The time when running contacts opened up the floodgates to hell and is that possible, actually?


Lest my chipper post about the greatness of running contacts and my prowess as a trick trainer leads you astray about what really goes on here at the Team Small Dog Training Center, I think I should tell you about yesterday’s training session with Gustavo.

And the day before’s. Just keeping it real. A real mess, to put it bluntly.

Aw, it’s not that bad. It’s just the way it goes sometimes, just when Gustavo and I think we have something all worked out, going swimmingly, there’s always some kind of sardine in the ointment that spreads the ointment out all over somewhere you didn’t really want it, and upside down. And it’s sticky. And stains. And smells like sardines. But you know, at least you have your ointment. And a bonus sardine. Sums up how training Gustavo goes – in a sardiney, ointmenty, nutshell.

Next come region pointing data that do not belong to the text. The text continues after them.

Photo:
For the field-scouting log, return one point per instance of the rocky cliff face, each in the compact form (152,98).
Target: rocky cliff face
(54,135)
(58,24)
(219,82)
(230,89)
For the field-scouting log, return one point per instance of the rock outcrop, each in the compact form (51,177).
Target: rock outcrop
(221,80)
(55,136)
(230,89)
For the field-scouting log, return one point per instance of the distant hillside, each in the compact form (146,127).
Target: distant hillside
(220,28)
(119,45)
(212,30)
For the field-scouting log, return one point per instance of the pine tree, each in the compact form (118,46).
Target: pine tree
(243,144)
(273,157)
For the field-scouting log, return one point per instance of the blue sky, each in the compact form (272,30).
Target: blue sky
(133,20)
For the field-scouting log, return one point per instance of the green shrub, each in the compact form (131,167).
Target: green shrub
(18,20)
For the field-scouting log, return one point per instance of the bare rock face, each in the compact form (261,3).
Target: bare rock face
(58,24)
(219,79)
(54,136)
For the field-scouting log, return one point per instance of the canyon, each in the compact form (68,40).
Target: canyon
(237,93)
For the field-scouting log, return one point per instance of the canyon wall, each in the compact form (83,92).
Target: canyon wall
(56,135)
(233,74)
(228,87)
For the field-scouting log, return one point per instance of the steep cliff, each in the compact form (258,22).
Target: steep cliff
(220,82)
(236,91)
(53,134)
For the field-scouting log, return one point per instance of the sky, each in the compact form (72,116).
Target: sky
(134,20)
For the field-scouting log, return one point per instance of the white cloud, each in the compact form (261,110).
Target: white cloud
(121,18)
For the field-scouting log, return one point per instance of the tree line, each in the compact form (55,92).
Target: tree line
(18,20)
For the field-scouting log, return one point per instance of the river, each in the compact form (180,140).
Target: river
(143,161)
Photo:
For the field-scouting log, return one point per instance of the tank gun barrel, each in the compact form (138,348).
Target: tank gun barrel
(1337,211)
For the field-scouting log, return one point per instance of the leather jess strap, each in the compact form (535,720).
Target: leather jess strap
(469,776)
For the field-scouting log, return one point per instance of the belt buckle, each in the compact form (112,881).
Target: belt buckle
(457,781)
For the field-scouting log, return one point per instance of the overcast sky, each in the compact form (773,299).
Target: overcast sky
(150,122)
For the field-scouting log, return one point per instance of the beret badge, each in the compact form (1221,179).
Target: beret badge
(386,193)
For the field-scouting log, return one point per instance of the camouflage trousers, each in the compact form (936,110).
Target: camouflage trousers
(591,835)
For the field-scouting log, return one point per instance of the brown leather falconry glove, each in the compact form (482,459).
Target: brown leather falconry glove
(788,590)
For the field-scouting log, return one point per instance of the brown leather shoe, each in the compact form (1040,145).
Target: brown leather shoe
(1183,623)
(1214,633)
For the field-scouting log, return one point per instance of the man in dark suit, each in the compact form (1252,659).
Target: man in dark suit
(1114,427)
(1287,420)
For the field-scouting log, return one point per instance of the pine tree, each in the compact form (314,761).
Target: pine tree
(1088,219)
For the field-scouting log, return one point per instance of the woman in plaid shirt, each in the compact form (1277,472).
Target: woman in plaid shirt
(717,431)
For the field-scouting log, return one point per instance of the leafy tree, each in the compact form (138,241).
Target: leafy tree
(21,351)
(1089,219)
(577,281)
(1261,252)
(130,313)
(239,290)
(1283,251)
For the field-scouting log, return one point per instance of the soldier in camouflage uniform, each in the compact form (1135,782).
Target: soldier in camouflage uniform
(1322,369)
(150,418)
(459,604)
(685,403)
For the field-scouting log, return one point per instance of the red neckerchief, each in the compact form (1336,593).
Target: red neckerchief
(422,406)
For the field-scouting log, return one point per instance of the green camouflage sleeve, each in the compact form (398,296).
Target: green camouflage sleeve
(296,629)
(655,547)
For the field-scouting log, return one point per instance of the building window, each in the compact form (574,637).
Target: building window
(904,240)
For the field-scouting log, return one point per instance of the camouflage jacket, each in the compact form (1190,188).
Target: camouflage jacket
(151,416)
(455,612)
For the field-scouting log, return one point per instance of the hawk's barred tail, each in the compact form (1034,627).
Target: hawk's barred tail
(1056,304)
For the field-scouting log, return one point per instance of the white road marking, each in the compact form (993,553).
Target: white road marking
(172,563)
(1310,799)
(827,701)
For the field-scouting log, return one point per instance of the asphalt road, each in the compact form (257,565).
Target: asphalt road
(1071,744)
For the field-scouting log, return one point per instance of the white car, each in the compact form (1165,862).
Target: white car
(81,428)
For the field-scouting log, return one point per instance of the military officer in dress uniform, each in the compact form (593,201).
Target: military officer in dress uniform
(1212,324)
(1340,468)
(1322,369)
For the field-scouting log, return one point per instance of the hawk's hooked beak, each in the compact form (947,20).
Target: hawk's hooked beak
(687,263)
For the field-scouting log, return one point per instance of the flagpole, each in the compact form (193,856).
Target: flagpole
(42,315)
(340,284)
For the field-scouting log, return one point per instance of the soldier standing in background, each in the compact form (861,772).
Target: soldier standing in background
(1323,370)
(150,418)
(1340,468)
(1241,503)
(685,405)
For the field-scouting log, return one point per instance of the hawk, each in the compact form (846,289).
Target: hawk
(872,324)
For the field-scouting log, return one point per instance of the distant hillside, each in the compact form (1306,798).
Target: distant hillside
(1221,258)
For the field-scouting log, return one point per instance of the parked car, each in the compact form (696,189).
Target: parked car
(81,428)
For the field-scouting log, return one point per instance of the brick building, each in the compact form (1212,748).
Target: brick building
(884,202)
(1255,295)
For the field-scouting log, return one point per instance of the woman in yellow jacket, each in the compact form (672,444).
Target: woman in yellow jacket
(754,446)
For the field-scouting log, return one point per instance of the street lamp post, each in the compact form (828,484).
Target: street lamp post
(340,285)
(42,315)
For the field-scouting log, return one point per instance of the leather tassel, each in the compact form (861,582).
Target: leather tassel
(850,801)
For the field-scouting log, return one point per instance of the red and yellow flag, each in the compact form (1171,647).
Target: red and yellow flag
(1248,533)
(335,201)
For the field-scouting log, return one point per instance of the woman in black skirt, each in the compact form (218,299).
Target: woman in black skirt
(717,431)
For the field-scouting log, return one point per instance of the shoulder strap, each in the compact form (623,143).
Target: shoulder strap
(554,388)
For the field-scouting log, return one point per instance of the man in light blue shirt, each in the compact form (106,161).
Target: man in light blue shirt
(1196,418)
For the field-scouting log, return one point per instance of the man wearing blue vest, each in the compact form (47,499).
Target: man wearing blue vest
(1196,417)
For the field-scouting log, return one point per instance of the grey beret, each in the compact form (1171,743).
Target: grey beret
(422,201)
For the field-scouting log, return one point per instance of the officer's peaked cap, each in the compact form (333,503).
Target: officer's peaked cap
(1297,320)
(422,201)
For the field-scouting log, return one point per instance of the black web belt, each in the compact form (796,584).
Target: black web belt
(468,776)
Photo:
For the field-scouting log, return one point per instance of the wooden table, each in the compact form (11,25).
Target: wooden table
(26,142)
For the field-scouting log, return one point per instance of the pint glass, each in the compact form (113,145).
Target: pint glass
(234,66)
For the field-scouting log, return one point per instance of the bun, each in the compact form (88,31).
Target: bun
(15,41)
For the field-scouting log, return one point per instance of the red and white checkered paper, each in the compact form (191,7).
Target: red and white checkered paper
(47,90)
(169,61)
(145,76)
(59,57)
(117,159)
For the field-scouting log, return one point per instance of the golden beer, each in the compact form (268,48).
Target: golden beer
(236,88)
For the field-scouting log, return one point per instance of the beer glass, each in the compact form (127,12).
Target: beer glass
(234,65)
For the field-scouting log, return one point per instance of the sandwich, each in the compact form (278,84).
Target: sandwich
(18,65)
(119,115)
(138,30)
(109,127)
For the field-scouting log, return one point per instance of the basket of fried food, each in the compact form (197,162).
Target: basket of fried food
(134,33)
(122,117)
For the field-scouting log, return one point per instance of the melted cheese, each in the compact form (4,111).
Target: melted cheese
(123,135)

So we have to go back in time here, back a few days to our driveway running contact plank. We’ve been working on running contacts for a couple weeks now, I’d like to say we’ve done approximately 20 sessions, on either a real genuine dogwalk plank, or on a faux dogwalk plank in our driveway. These have almost all used our friend robot, and a correct contact yields a chirpy “BEEP” and robot throws out a treat.

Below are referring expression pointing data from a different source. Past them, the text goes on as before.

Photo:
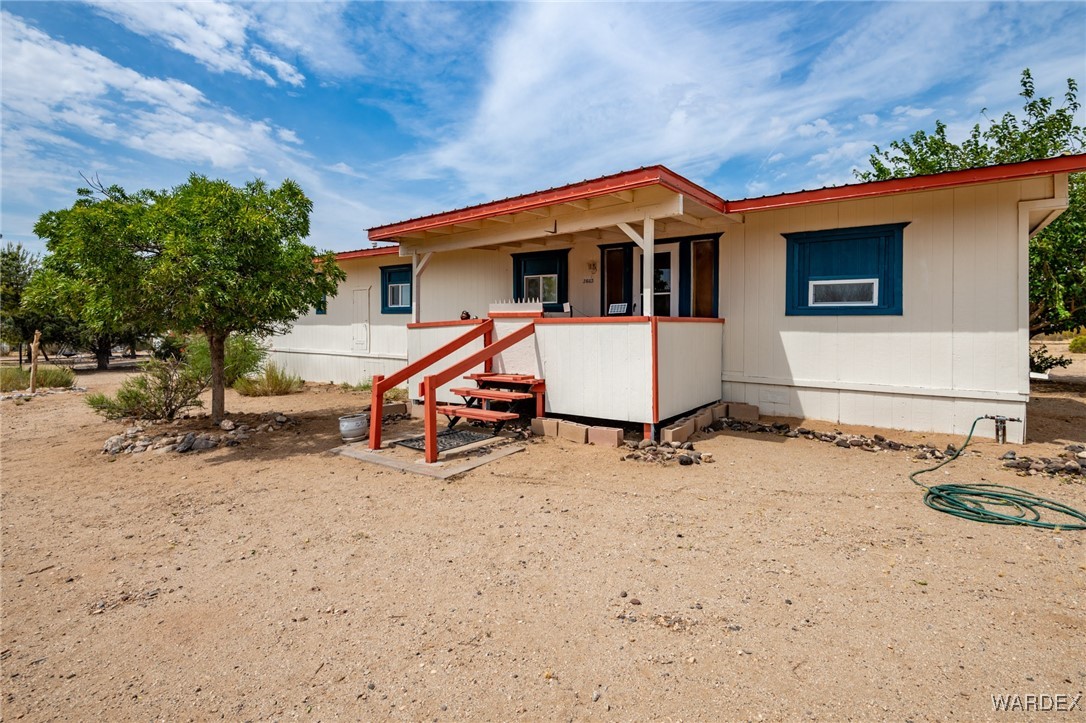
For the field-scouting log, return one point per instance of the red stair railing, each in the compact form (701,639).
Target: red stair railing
(433,382)
(382,384)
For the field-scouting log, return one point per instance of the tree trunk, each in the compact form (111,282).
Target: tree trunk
(102,352)
(35,345)
(216,343)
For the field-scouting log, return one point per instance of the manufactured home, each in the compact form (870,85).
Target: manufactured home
(640,296)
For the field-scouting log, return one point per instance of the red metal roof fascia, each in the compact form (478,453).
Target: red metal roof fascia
(624,181)
(986,175)
(380,251)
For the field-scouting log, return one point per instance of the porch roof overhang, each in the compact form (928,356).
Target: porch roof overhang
(1060,164)
(364,253)
(593,208)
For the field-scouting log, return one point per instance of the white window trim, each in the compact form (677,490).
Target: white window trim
(404,290)
(541,277)
(824,282)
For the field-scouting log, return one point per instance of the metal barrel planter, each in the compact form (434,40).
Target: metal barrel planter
(354,428)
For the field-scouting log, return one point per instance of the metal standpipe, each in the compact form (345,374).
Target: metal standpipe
(1001,426)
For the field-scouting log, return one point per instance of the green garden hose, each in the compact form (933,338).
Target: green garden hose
(982,502)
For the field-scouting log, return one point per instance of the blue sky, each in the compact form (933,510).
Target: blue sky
(389,111)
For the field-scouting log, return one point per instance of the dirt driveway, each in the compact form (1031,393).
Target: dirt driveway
(793,579)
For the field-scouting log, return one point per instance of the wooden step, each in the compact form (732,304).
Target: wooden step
(492,394)
(476,413)
(517,380)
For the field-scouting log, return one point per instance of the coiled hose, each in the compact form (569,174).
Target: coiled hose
(995,504)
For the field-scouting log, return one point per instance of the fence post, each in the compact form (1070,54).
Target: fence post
(376,411)
(431,419)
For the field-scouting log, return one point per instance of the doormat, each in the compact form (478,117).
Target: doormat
(446,440)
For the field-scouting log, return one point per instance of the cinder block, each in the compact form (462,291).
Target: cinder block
(742,411)
(572,431)
(544,427)
(605,436)
(679,432)
(394,408)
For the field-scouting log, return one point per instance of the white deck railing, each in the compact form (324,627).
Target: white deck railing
(631,369)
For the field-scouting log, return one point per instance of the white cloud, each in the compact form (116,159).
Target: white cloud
(820,127)
(584,89)
(111,103)
(212,33)
(286,72)
(853,152)
(315,32)
(912,113)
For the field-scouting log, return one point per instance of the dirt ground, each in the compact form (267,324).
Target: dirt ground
(275,581)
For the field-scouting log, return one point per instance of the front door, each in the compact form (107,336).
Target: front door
(360,319)
(617,289)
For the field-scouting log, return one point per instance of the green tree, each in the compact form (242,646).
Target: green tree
(16,267)
(1058,253)
(99,253)
(205,257)
(232,259)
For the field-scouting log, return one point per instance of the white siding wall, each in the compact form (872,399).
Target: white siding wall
(689,363)
(353,341)
(602,370)
(956,352)
(464,280)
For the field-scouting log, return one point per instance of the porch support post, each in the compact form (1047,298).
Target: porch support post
(647,242)
(418,265)
(648,267)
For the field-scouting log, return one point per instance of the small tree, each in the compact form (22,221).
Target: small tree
(95,273)
(1058,253)
(16,267)
(231,259)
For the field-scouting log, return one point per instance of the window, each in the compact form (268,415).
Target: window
(543,287)
(395,289)
(543,276)
(845,271)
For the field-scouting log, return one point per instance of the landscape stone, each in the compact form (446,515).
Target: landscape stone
(187,443)
(742,411)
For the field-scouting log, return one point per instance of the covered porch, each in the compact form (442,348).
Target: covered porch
(602,296)
(639,243)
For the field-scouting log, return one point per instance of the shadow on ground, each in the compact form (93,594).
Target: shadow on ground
(1057,411)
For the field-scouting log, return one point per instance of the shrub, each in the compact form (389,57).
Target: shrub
(243,356)
(1040,360)
(168,346)
(273,381)
(163,390)
(53,376)
(14,379)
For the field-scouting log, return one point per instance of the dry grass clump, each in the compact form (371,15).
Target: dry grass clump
(274,381)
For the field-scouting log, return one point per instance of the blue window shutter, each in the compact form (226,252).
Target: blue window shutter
(396,275)
(868,252)
(542,263)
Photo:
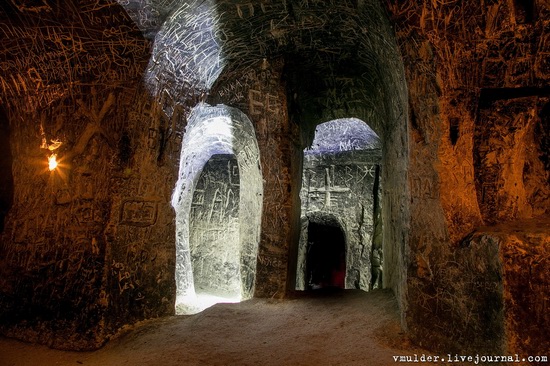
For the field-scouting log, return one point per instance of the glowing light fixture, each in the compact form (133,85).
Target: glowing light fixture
(52,162)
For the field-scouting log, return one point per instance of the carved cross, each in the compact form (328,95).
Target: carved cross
(329,188)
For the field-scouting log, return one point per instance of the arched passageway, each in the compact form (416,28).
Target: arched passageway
(217,200)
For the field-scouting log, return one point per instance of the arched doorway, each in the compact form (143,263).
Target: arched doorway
(218,203)
(326,256)
(341,190)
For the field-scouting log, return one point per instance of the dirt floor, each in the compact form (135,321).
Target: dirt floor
(325,328)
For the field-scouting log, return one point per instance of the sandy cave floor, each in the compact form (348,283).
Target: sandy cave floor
(349,327)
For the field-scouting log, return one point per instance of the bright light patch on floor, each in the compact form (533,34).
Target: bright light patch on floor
(193,304)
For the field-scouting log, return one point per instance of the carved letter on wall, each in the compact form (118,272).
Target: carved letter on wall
(138,213)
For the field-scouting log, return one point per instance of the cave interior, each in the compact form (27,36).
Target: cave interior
(158,156)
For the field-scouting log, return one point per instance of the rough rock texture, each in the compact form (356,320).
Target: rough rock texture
(338,188)
(477,92)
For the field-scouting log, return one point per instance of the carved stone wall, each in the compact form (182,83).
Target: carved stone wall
(477,76)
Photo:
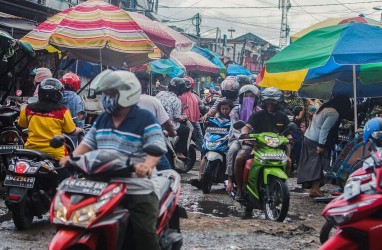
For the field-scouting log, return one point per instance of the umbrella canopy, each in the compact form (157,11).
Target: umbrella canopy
(234,70)
(194,62)
(334,21)
(163,36)
(94,31)
(337,49)
(212,57)
(166,67)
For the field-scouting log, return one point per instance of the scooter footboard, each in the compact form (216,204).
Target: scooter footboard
(277,172)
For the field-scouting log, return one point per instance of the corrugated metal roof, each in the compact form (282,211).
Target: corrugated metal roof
(16,22)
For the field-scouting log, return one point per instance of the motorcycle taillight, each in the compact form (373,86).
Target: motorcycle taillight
(21,167)
(9,137)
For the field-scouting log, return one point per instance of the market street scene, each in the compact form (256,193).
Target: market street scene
(159,124)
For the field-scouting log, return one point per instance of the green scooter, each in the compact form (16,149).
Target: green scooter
(264,177)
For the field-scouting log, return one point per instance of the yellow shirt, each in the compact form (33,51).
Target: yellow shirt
(42,127)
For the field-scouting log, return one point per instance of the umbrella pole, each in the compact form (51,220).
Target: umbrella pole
(355,99)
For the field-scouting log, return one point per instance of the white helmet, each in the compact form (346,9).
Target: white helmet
(125,82)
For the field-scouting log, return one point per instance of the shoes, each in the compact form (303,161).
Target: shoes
(316,194)
(196,183)
(239,196)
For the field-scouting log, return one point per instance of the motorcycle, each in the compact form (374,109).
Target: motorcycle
(11,136)
(356,213)
(264,177)
(182,166)
(88,211)
(215,145)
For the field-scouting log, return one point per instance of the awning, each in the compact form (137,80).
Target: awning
(15,22)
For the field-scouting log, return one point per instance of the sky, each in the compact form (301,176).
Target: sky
(260,17)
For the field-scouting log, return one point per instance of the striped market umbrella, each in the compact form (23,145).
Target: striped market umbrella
(334,21)
(94,31)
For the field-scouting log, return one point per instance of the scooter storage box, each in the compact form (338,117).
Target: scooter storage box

Gustavo hasn’t had a lot of misses, but he has had at least one miss in every session as the board has gone up. When there’s a miss, I just call out, “Try again!” and he comes running back up the board.

Until 2 days ago.

His first miss, he ran to beepless robot, looked for his treat, and instead of scampering back up the board, he proceeded to pee on the nearest shrub, and turn tail and licketdy split run away to the neighbor’s house, home of Evil Nemesis Pistachio the Cat. Pistachio either wasn’t home, or was hiding, and I had to stalk Gustavo down and corner him. We were both mortified, and I was also mightily pissed off. Never, ever had running away out the driveway occurred to him in all our years of Team Small Dog Training Center of Laura’s Driveway.


Never say never.

So fast forward in time to our Monday Forest Agility practice session. We have the dogwalk plank set up on a little stool, we are very pleased to be running it at about knee high. Gustavo was wired, in one of those moods where he’s bordering on frantic, but will do anything to make that robot BEEP. And does one, good leaping miss off the plank and no BEEP.

And, instead of his customary scamper scamper scamper back to the top to try again, promptly pees on a cone and runs away. And I have to go stalk him down. And in the car he goes. And I go wash off the cone. (Sorry about that, Kathleen! OMG!) That was a first.

My non agility friends, do you know the cardinal sin of dog agility? Thou better not pee on the agility field or it’s obstacles!

He spends some time in car jail, the other dogs have some Normal Dog turns, he comes back out, and runs his plank great, runs back up every time, and if there was a miss, there was no more weird pee and bail.

Although.

Later in our practice, he decided that the chute was clearly the gateway to Hell and wouldn’t go in the chute for the life of him. The teeter totter, similarly poisoned.

Um. K. Thanks. Bye.

Addendum, when we got home, he sat and stared at a piece of blue fuzz on the floor until I made him stop because it freaks me out when he does that.

So there. Life goes on. Hola and out!